CSE - Development and Testing of Interactive Software
The Spring 2026 research opportunities in the GESS Lab involve further development of interactive tools (including test applications) for future publication. Current projects in the lab involve optimization workflow with streaming between devices, and a new formalized approach to dense collision problems within virtual worlds. Additional research opportunities in this semester would be for tailoring usability of interactive software -- e.g., benchmarking the degree of interactivity and maximizing content driven by user experience studies/practices.
Within the ongoing research projects, students can participate in a well-explored domain of literature reviews and established codebase to both extend demonstrations, tools, and continue work on a paper publication. The project has an outstanding team of prior RAs that are available for onboarding questions and well as to assist in shared writing through Overleaf.
For research in interactive software usability, students will be exploring the frametime consistency of 3D interactive software to measure moments of detrimental impact within a logic loop. On top of this, students will study and analyze metrics for UX to apply the meaningfulness of components that have significant costs to frametime's and wherein deviations from a consistent frametime might be an exception by remaining beneficial to the overall experience.
Meetings will occur once (twice if needed) weekly following a Scrum and AGILE-like workspace. The meetings will include both brainstorming and reductionism for a set tasks for the following week. Sustained work intervals are expected to keep up with the steady developments required in these types of projects. While research practices will be applied in these projects, this is also a software-based role. As such, the experience provided will be similar to an R&D role where some of the time will be dictated by literature reviews, planning best on proposals of best practices, and validation through software development and testing.

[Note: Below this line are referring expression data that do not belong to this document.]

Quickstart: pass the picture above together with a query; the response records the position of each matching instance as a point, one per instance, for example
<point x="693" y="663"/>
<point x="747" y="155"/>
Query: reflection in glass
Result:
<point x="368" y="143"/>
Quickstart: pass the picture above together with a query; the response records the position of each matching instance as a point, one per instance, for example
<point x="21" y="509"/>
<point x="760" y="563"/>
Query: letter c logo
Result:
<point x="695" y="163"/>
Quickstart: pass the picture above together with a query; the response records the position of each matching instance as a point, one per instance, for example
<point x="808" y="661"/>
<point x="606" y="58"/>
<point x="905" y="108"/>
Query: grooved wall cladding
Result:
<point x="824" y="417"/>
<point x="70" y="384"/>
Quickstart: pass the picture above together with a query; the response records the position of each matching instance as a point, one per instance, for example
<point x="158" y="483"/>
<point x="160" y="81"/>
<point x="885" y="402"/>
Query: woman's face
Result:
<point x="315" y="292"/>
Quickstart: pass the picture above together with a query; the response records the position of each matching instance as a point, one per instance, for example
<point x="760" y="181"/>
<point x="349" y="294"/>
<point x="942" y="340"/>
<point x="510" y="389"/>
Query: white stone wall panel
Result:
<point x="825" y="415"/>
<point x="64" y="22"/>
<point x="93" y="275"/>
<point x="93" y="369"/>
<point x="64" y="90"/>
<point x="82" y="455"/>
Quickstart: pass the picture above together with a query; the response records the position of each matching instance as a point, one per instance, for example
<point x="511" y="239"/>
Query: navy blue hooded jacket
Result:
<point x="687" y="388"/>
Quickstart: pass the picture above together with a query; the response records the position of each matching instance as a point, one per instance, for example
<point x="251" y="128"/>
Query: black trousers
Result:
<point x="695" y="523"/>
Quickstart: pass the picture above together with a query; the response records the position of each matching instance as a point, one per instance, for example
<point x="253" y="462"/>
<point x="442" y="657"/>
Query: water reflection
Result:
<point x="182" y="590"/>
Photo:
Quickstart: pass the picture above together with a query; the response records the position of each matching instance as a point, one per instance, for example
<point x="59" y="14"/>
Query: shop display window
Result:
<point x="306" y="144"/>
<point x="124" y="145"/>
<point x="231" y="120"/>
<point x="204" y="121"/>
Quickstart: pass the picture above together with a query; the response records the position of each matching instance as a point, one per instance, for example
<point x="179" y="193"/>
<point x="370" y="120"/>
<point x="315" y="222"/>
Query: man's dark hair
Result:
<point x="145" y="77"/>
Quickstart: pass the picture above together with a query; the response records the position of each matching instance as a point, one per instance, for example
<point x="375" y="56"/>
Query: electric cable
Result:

The Game Engines and Simulation Systems (GESS) lab is focused on building compelling new tools for interactive applications. Tools and practices found in video game development extend to other real-world applications and problem solving skills as game engines are simulators which try to maximize compute based on combinations of numerical methods and algorithms deployed. By building tools and solving problems within the scope of interactive software, soft/hard real-time constraints require exploration of high-performance compute and changing hardware architectures to understand how best to approach software development.